A court in Yerevan on Friday fined yet another government loyalist 500,000 drams ($1,000) for serious fraud committed during last December’s referendum on President Serzh Sarkisian’s constitutional reform.
Hasmik Hovannisian, who was a senior member of a precinct election commission in Yerevan, admitted forging referendum-related documents and illegally casting multiple ballots marked in favor of the controversial amendments to the Armenian constitution.
“Do you feel remorse for your actions?” the presiding judge asked Hovannisian. “Yes, I do,” she replied.
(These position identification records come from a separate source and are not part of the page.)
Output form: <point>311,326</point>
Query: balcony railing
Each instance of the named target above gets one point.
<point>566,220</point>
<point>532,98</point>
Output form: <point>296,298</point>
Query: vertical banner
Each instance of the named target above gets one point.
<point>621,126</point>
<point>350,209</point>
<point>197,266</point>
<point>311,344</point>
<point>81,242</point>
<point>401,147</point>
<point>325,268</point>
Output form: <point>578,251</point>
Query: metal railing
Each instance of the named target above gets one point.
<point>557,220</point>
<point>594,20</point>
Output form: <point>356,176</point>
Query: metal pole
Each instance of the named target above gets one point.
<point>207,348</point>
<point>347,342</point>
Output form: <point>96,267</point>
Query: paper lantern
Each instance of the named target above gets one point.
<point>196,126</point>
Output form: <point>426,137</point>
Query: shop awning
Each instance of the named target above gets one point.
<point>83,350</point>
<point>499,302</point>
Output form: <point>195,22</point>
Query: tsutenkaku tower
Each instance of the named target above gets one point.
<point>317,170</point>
The brief hearing was held under a so-called “accelerated procedure” that did not require questioning of witnesses and close examination of the defendant’s motives. Both Hovannisian and her lawyer refused to comment after the announcement of the verdict. It thus remained unclear whether she falsified referendum results in her precinct on her own or followed others’ orders.
The trials of more than a dozen other government supporters prosecuted for referendum-related irregularities so far followed the same pattern. Virtually all of those individuals were fined 500,000 drams.
As of last month, law-enforcement authorities opened 68 criminal cases and charged 32 individuals in connection with referendum fraud.
Opposition leaders, who consider the referendum to have been rigged, have dismissed these fraud cases as publicity stunts. They say that neither the prosecutors nor courts have even attempted to identify masterminds. The authorities, they claim, are only imitating anti-fraud measures in response to serious concerns voiced by the United States and the European Union in the wake of the December 6 vote.